I also remember the last time I saw her, and the months of strange silence and strained communication that came after. The day I finally tested the temperature directly – essentially asking if she wanted to see my name pop up on her phone any more, after getting the sense the answer was “no” – I learned about all the ways she felt I’d let her down. She was hurt and then so was I. It seemed too far beyond repair.

After living with one of her paintings in my house for almost a year after that, I finally found it a new home. Seeing it on the wall hurt too much, and tucking it higher on a shelf, behind carefully positioned tchotchkes didn’t do it justice. She’d let me go and I had to do the same to this souvenir of our relationship. When I moved out of that apartment, my landlord issued me with a steep repair bill for the terrible spackle job I’d done.

The one universal thing everyone says about their former friends is that the fractures feel irreparable purely because they appear in relationships with people who know you the most intimately. When you’re putting on a cute, flirty front with a date, it’s easier to recover if they decide not to see you again. When someone knows the candid, uncensored, truest parts of you and loves them until they don’t, it leaves a mark.

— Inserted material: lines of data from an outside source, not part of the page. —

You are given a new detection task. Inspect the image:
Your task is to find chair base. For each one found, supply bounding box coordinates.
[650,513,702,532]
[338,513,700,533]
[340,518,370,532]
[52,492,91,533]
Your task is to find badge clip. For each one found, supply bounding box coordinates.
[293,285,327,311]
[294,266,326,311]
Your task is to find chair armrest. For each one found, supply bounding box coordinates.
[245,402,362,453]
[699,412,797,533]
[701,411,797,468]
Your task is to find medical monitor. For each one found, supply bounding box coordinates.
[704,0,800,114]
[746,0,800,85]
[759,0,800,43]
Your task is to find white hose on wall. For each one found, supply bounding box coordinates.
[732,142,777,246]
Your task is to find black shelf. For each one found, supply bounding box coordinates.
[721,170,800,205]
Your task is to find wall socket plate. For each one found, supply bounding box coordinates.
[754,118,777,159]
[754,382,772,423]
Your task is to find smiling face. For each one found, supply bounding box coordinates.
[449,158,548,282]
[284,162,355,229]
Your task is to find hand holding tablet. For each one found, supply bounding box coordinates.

Romantic heartbreak gets the blockbusters and ballads, but there are fewer soundtracks and cultural scripts for the messy quiet of friendships that fall apart. But as I’ve seen from talking about it more, there are few people who haven’t experienced it, who aren’t lying awake at night mentally excavating the ruins of these relationships, and who aren’t creating ways to process them by, say, writing about it in pop songs or newspaper columns.